- Directed by: Edward L. Cahn
- Written by: Tom Reed
- Based on: Laughter in Hell by Jim Tully
- Produced by: Carl Laemmle, Jr.
- Starring: Pat O'Brien Gloria Stuart
- Cinematography: John Stumar
- Edited by: Philip Cahn
- Distributed by: Universal Pictures
- Release date: January 12, 1933;
- Running time: 70 minutes
- Country: United States

= Laughter in Hell =

1933 film by Edward L. Cahn

Laughter in Hell is a 1933 American pre-Code drama film directed by Edward L. Cahn and starring Pat O'Brien. The film's title was typical of the sensationalistic titles of many Pre-Code films. Adapted from the 1932 novel of the same name by Jim Tully, the film was inspired in part by I Am a Fugitive from a Chain Gang and was part of a series of films depicting men in chain gangs following the success of that film. O'Brien plays a railroad engineer who kills his wife and her lover in a jealous rage and is sent to prison. The movie received a mixed review in The New York Times upon its release. Although long considered lost, the film was recently preserved and was screened at the American Cinematheque in Hollywood, Los Angeles, in October 2012.
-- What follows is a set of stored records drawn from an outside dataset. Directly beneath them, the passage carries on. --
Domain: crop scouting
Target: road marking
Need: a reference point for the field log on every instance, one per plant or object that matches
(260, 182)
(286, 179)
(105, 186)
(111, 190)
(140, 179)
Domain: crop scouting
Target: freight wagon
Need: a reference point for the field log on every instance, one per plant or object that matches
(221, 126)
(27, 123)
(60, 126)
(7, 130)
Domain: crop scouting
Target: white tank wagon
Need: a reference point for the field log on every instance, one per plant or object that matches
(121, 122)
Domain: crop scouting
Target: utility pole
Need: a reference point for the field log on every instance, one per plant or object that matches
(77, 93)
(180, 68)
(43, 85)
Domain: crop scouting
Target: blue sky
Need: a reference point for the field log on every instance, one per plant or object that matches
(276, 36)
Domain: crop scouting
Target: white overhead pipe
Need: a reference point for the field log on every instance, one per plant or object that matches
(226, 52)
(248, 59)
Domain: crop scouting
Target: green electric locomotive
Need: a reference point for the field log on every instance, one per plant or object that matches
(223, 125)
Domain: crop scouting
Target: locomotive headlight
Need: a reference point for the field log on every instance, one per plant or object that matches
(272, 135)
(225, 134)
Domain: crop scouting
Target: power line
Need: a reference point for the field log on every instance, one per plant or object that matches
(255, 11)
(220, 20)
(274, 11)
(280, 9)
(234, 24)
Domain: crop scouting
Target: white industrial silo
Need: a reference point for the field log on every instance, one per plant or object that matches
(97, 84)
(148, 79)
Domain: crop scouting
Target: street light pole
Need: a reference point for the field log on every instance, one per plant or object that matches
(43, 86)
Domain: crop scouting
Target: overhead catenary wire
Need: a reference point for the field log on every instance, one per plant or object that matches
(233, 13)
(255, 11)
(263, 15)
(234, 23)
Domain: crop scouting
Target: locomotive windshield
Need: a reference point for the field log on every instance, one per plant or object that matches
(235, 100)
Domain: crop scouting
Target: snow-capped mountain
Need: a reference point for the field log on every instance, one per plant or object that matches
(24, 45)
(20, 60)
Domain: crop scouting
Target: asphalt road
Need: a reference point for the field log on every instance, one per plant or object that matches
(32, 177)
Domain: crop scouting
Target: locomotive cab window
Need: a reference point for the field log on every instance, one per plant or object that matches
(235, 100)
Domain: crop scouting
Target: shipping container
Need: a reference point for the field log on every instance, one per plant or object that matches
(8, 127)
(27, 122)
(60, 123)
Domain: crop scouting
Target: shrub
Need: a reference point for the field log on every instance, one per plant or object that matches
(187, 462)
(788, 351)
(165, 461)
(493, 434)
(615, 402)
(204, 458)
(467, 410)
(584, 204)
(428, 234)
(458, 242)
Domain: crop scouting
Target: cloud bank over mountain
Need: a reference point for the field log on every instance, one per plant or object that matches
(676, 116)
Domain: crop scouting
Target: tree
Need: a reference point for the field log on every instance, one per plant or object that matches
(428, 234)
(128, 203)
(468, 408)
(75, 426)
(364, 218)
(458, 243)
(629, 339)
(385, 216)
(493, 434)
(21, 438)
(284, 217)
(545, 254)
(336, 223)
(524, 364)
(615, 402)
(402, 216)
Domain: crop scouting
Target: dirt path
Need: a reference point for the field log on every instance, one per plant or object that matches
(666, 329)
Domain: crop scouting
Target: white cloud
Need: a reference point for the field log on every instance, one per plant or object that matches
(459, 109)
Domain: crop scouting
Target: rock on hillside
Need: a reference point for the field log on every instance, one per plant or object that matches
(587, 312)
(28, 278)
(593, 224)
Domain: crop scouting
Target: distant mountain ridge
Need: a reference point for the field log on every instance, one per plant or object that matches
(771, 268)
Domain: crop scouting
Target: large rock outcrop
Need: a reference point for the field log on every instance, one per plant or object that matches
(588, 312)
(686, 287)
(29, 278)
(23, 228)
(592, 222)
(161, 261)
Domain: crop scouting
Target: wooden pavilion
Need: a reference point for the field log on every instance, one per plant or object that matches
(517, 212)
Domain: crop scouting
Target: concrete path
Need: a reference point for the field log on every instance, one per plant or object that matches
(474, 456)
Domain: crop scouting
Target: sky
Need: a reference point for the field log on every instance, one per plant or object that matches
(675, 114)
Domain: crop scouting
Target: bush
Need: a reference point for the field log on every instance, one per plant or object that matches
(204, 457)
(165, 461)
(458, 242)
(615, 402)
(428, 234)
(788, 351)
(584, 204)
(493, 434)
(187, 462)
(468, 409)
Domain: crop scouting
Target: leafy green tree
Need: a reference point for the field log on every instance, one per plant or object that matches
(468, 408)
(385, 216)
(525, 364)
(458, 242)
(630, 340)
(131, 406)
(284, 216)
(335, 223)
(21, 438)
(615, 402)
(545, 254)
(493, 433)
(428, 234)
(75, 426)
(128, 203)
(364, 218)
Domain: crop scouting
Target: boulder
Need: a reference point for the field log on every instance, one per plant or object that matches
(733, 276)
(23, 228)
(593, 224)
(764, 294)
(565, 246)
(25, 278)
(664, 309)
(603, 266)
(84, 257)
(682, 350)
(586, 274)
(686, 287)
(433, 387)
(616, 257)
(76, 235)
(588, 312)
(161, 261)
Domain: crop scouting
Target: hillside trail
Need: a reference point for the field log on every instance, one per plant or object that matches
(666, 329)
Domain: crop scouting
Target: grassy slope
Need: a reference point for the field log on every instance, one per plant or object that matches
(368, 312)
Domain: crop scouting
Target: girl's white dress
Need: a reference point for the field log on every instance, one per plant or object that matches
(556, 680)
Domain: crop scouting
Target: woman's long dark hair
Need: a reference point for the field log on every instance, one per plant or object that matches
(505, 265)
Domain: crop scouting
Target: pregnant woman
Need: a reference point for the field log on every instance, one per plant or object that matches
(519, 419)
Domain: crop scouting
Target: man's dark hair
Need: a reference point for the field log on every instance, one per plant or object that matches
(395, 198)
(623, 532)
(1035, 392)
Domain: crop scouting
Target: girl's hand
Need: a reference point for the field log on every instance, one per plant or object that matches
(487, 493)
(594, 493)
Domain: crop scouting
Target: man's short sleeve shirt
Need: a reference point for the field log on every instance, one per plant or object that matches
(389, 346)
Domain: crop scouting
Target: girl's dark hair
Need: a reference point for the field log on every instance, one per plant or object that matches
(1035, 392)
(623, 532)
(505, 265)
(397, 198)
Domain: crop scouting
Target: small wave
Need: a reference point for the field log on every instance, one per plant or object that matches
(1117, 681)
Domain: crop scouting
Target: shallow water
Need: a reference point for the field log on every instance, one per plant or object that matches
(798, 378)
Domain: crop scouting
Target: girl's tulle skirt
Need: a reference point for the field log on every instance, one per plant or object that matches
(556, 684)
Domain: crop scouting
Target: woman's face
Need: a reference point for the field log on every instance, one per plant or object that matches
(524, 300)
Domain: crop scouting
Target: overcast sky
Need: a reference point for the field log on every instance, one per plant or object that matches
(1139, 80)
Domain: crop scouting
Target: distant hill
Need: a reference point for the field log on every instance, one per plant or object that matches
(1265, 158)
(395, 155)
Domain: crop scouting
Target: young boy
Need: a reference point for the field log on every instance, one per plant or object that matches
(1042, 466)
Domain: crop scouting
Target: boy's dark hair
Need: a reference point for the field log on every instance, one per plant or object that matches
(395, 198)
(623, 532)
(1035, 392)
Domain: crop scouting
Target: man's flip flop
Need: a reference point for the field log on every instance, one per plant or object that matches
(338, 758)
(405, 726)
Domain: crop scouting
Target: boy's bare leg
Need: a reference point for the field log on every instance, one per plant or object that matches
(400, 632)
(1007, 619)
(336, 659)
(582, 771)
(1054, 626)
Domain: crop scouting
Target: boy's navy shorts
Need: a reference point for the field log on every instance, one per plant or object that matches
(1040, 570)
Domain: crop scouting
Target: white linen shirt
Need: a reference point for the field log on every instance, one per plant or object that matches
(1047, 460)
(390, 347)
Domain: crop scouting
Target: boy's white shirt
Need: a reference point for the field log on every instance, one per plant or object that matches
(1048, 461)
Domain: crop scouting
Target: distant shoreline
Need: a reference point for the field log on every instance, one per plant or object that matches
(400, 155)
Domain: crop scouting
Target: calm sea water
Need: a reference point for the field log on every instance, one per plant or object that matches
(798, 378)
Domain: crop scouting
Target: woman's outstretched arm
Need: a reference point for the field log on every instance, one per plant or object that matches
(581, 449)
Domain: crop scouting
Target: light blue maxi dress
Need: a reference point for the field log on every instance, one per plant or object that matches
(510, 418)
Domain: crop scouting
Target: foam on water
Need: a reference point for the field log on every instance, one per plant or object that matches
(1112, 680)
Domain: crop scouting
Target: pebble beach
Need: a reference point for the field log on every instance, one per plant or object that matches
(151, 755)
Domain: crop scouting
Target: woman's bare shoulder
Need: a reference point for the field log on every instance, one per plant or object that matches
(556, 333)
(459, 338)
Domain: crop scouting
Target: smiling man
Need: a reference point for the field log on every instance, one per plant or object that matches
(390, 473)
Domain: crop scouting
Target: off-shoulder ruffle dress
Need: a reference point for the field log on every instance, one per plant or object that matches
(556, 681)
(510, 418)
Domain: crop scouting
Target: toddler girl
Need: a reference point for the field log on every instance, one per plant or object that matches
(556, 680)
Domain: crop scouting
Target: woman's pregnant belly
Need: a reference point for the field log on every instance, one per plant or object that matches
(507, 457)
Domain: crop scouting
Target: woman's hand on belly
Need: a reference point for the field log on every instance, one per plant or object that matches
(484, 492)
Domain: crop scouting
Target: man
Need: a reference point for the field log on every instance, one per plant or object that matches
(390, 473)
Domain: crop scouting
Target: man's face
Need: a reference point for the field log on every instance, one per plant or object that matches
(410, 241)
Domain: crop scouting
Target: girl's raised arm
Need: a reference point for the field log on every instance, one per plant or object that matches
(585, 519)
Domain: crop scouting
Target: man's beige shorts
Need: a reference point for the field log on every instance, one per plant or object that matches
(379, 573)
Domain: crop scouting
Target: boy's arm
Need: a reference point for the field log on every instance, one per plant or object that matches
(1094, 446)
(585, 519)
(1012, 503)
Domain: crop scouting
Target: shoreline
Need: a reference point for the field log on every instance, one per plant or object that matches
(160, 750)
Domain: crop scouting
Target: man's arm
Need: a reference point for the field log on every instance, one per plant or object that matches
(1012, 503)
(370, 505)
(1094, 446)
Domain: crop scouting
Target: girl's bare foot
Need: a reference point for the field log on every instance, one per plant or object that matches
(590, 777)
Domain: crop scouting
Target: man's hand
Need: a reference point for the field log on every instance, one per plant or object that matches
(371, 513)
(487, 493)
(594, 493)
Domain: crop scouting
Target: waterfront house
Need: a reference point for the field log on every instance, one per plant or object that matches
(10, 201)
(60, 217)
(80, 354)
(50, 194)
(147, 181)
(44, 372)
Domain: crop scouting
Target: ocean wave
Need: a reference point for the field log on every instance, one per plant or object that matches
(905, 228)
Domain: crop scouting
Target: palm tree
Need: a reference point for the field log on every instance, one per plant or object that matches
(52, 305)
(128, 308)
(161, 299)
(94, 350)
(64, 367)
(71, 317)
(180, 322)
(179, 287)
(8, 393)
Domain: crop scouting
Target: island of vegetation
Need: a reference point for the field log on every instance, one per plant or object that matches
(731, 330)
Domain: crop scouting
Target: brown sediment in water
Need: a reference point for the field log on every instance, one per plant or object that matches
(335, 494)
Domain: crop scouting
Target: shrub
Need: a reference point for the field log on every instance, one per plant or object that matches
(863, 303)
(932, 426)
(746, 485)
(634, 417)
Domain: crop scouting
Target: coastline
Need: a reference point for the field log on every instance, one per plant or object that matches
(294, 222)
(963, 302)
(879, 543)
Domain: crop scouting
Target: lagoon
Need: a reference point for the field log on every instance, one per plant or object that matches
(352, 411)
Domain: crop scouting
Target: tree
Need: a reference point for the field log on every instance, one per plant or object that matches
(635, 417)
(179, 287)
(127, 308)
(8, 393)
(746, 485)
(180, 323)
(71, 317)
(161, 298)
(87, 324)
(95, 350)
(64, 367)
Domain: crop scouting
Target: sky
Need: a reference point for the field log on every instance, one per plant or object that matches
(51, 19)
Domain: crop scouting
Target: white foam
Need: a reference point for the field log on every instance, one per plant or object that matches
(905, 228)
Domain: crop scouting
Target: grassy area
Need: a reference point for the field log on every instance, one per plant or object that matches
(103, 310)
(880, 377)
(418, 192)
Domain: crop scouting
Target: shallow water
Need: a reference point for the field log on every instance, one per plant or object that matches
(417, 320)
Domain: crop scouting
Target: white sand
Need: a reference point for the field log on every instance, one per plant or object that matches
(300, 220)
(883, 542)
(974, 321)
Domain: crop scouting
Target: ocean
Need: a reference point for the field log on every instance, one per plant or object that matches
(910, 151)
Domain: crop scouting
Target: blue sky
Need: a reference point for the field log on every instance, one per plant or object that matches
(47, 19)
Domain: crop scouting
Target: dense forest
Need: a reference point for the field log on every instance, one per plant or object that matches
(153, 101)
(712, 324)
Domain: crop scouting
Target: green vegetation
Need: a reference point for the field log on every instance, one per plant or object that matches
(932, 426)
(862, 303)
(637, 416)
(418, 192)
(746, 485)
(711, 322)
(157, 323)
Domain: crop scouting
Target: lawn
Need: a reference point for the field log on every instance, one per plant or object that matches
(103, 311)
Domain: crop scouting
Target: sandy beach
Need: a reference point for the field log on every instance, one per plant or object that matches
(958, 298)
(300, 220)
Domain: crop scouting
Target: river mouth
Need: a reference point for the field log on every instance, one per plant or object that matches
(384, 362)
The dead man's brother ends up being the warden of the prison and subjects O'Brien's character to significant abuse. O'Brien and several other characters revolt, killing the warden and escaping from the prison. The film drew controversy for its lynching scene where several black men were hanged. Contrary to reports, only blacks were hanged in this scene, though the actual executions occurred off-camera (we see instead reaction shots of the guards and other prisoners). The New Age (an African American weekly newspaper) film critic praised the scene for being courageous enough to depict the atrocities that were occurring in some southern states.

==Plot==
O'Brien plays an Irish mine worker, Barney Slaney. Later Barney gets a job as a fireman on the local train for an engineer named Mileaway. He gets married, but finds his wife having an affair with Grover Perkins, a childhood nemesis. Barney loses control and kills them both. He turns himself in and receives a life sentence of hard labor. Barney quickly finds out that the brother of the man he killed, Ed Perkins, will be in charge of his chain gang, and the brother bullies him repeatedly. While the prisoners dig graves, Barney knocks Ed unconscious and drops him into one of the open graves. He then escapes during the ensuing mayhem, in which the warden is killed. He breaks out of the police dragnet, and hides at a farm which recently had a pestilence infection. He meets a woman named Lorraine, and they run away together.

==Cast==
- Pat O'Brien as Barney Slaney
- Tommy Conlon as Barney as a boy
- Gloria Stuart as Lorraine
- Berton Churchill as Mike Slaney
- Merna Kennedy as MaryBell Evans
- Douglass Dumbrille as Ed Perkins
- Dick Winslow as Ed Perkins as a boy
- Arthur Vinton as Grover Perkins
- Tom Brown as Barton
- Lew Kelly as Mileaway
- Clarence Muse as Abraham Jackson
- Noel Madison as Brownfield
- Tom Ricketts as Judge
- William H. Turner as I.N. Tree

==Production==
The railroad scenes were filmed on the Sierra Railroad in Tuolumne County, California.

==Pre-Code uncensored scenes==
A controversial lynching scene where several black men were hanged, gained headlines after the film was released. The Motion Picture Herald expressed concern that the events depicted could be very difficult for some African Americans to watch. Writing in New Age (an African American weekly newspaper) Vere E. Johns praised the producers for depicting the scene and in so doing, publicizing the atrocities that were happening in some southern states. Johns also disagreed with the initial reports in the Herald which stated that only blacks were lynched, Johns stated (erroneously) that both blacks and whites were lynched in the picture.

Although Universal Pictures released Laughter in Hell with the lynching scene intact, like many American films of the time the film was subject to cuts by city and state film censorship boards. Several censorship boards including New York, Ohio, Massachusetts, Pennsylvania, and Chicago removed the lynching scene, allowing only indications that a hanging was about to take place.

==Reception==
Mordaunt Hall, writing for The New York Times praised the acting, the characterizations, action sequences, and some of the banter, but was not impressed with the storyline.